In molti dialetti soprattutto di matrice meridionale la Schwa (ə) si utilizza già per accordare al maschile, quindi, all’orale rischia di essere frainteso e oltre ad avere difetti della “u”, la Schwa (ə) ha anche il problema di essere difficile da digitare sia con una tastiera, sia con uno smartphone e sia con una tastiera fisica. La “u” e la Schwa (ə) sono, inoltre, accomunati da un altro problema di accordo: molti aggettivi e sostantivi cambiano l’ultima consonante prima della vocale in base al proprio accordo, è il caso di “amici” e “amiche”. In questo caso, io come devo flettere la consonante? Devo dire amicu? Amichu? Amichə? O amicə? È sicuramente un punto di partenza, è un’ottima soluzione temporanea ma, secondo me, dobbiamo continuare ad alimentare il dibattito per trovare soluzioni adeguate.
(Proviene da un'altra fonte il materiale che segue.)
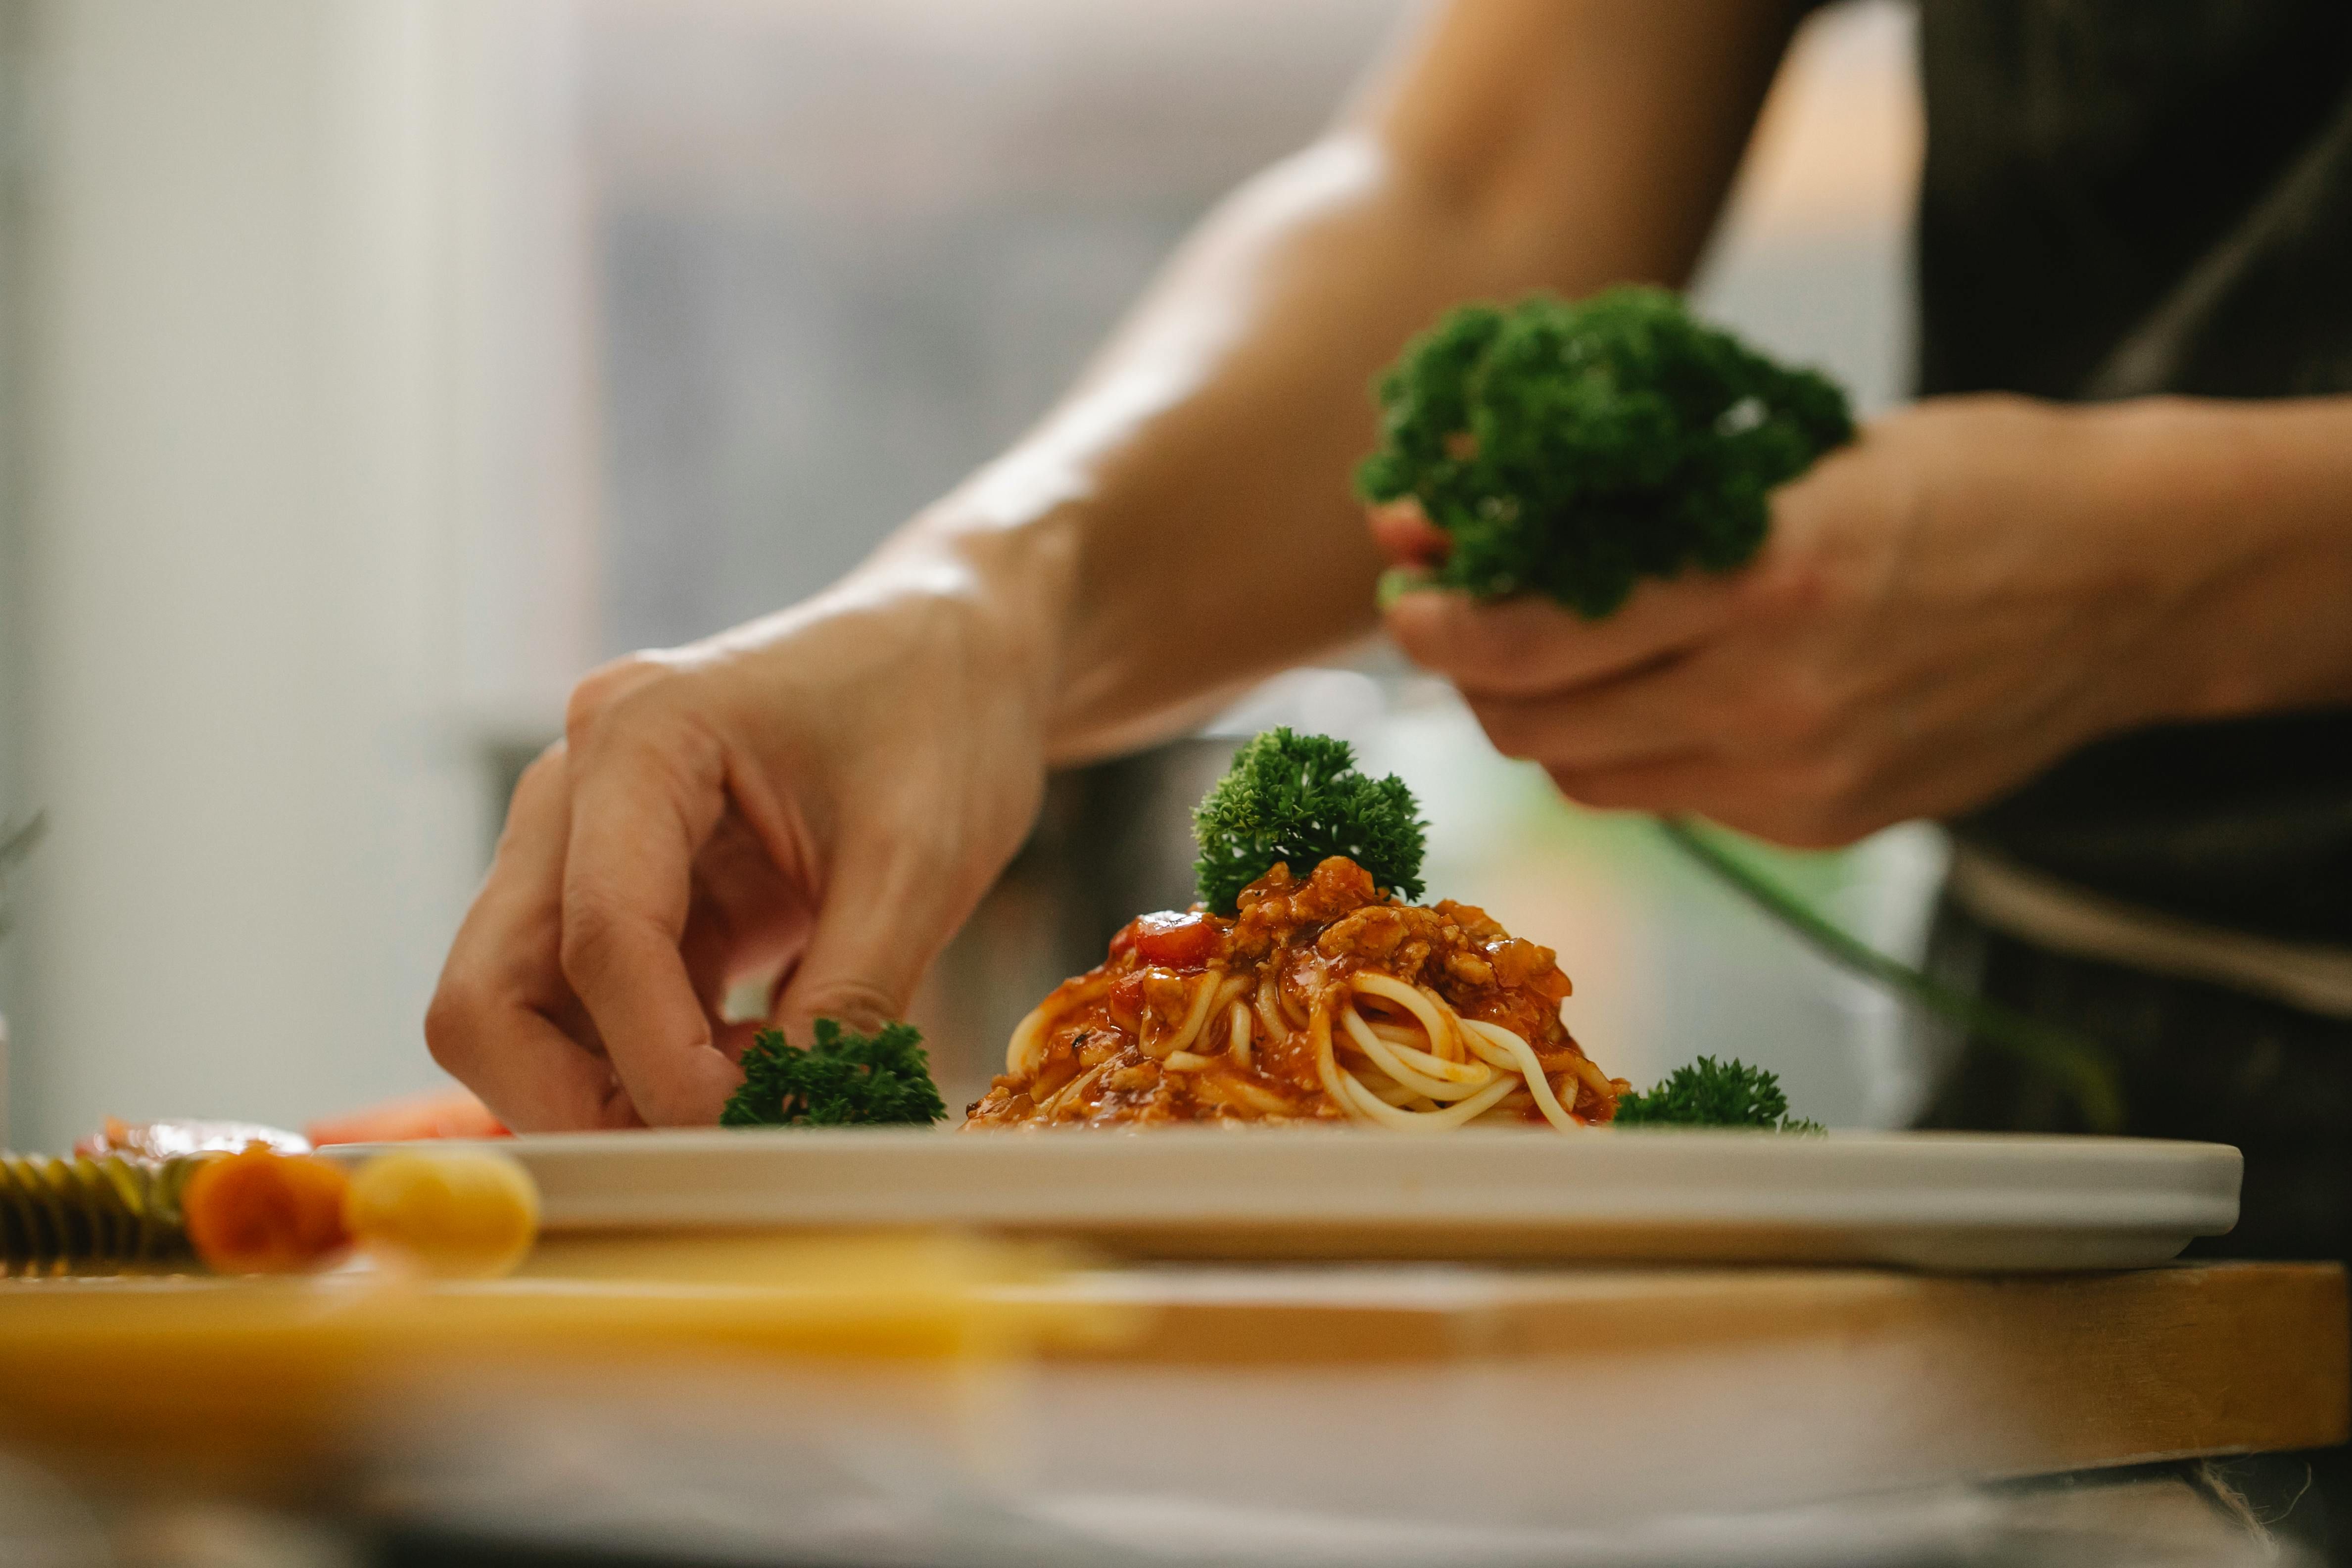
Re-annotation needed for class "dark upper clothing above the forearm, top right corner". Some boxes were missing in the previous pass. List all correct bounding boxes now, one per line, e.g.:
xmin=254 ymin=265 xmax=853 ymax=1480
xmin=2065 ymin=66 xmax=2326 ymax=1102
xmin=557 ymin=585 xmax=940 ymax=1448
xmin=1919 ymin=0 xmax=2352 ymax=397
Penso che bisognerebbe adottare un approccio più formale ma più radicale, in altre parole bisogna ripartire dalla idea stessa di genere grammaticale e ripensarlo.

In italiano esistono due generi grammaticali maschile e femminile, ma il maschile si riferisce a qualcosa di inerentemente maschile? E il femminile si riferisce a qualcosa di inerentemente femminile? La risposta è sorprendentemente in modo molto molto raro, perché la sedia deve essere femminile e devo accordare un aggettivo femminile? (“La sedia comoda” e “Il tavolo comodo”). La verità è che il genere grammaticale è semplicemente una categoria ma non ha prerogative di genere o addirittura sessuali. Esistono lingue con generi grammaticali, ad esempio: il danese che ha due generi grammaticali ma, a differenza dell’italiano, non sono “maschile” e “femminile”, ma “neutro” e “genere comune”. E se ripensassimo i generi italiani,
rinominandoli da maschile e femminile in neutro e comune? In altre parole, perché non togliamo dall’idea di genere grammaticale italiano l’idea di una connotazione di genere o addirittura una connotazione sessuale? L’idea è quella di sciogliere una volta e per tutte dai generi grammaticali italiani dei connotati sessuali ribadendo, che il genere grammaticale altro non è che una categoria grammaticale e non ha niente a che vedere con sesso e con genere.

Ovviamente, ciò che sto proponendo non è tanto un punto di arrivo, quanto un nuovo punto di partenza, una prospettiva che secondo me bisogna tenere in considerazione di modo che  la lingua possa svilupparsi in modo più economico e in modo più funzionale anche in futuro.